This data analysis project takes a dive into hospital data by creating queries in PostgreSQL to extract insights in order to give suggestions on ways to optimize hospital performance and save money in the process.


This project uses an anonymized dataset sample from a hospital. This hospital has a strong incentive to reduce medical expenses for the members of its Medicaid Accountable Care Organization (MACO), the hospital receives a budget for its MACO members and must ensure their medical expenses do not exceed that amount.


Inpatient services account for a significant share of the MACO’s total medical expenses:

The hospital believes there is substantial opportunity to reduce unnecessary or preventable inpatient stays while still maintaining high-quality care.
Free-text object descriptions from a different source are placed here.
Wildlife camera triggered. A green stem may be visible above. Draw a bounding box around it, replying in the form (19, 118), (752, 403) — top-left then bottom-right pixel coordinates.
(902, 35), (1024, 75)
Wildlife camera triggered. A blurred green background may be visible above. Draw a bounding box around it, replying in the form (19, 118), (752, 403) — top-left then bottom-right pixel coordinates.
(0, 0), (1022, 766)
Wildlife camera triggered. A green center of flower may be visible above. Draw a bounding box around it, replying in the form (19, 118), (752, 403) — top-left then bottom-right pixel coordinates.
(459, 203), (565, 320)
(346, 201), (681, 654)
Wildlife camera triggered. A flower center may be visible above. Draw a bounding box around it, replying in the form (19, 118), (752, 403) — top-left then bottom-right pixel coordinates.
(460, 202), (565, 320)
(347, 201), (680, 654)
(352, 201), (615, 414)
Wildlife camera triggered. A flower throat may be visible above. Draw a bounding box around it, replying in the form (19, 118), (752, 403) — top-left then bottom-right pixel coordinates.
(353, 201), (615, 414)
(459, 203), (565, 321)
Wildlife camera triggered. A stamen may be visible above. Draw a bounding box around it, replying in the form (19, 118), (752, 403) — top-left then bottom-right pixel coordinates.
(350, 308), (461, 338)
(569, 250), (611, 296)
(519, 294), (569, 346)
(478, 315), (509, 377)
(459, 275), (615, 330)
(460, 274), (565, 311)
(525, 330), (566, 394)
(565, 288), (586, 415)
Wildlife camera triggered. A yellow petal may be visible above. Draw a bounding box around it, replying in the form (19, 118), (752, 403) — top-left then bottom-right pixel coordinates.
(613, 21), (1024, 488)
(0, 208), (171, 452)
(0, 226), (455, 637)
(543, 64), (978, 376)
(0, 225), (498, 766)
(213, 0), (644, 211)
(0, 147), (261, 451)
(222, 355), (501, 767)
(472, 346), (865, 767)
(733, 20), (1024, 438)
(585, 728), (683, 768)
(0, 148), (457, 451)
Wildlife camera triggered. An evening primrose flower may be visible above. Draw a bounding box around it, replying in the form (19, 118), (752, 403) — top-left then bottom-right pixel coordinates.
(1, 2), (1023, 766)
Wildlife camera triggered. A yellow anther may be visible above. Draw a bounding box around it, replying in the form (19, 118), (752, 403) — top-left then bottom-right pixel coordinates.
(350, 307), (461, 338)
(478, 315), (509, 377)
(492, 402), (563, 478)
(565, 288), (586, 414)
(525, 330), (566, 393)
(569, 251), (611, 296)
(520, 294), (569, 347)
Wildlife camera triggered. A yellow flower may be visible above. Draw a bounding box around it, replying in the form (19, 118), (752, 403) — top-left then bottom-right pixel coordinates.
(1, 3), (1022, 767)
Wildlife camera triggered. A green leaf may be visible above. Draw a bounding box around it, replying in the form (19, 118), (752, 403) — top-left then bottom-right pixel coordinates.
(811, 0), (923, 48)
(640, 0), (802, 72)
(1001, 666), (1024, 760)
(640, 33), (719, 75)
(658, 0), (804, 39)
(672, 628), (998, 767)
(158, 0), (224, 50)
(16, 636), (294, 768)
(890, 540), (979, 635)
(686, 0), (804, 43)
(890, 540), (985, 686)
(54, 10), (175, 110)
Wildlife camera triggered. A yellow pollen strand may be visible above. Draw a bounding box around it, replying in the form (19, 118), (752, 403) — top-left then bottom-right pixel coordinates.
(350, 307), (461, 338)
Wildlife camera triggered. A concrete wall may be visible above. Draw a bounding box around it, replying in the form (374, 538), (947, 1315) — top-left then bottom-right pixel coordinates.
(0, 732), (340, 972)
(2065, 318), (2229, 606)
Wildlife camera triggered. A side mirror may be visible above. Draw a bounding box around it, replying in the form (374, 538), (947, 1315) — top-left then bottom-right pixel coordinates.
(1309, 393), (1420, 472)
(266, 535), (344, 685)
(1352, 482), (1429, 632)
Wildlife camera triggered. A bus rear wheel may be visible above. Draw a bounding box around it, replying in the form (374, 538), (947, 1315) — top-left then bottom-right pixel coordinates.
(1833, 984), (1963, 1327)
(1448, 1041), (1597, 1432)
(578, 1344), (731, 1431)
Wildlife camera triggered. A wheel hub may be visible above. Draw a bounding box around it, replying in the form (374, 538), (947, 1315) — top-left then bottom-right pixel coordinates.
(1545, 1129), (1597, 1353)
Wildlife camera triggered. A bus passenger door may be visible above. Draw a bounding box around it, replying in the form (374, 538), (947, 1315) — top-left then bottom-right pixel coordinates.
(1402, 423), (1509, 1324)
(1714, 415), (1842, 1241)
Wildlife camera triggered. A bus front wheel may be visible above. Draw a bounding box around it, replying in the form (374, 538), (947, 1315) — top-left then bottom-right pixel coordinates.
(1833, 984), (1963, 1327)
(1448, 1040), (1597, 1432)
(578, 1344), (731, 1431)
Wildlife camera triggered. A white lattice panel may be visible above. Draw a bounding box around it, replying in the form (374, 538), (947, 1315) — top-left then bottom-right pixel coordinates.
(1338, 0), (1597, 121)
My job as the Data Analyst was to solve the problem of figuring out what the cost drivers were for members of the Medicaid Accountable Care Organization and to calculate the readmission rate for these individuals as well. I was also tasked with completing a descriptive analysis on the members of the MACO as well as finding out what their inpatient stay information looks like.


Lets begin.


There were two tables we used. The first table 'maco' only had details of MACO members which included columns on the patient's memberid, sex, race, disability(if any), and age.

SELECT *
FROM maco

The second table 'ipclaims' had inpatient claim details for the MACO members and non MACO members. The columns of this table included memberid, discharge facility, discharge facility type, admission diagnosis group, admission date, discharge date, and paid amounts per visit.

SELECT * 
FROM ipclaims


I started off doing a descriptive analysis for the inpatient stays filtering for the MACO members only.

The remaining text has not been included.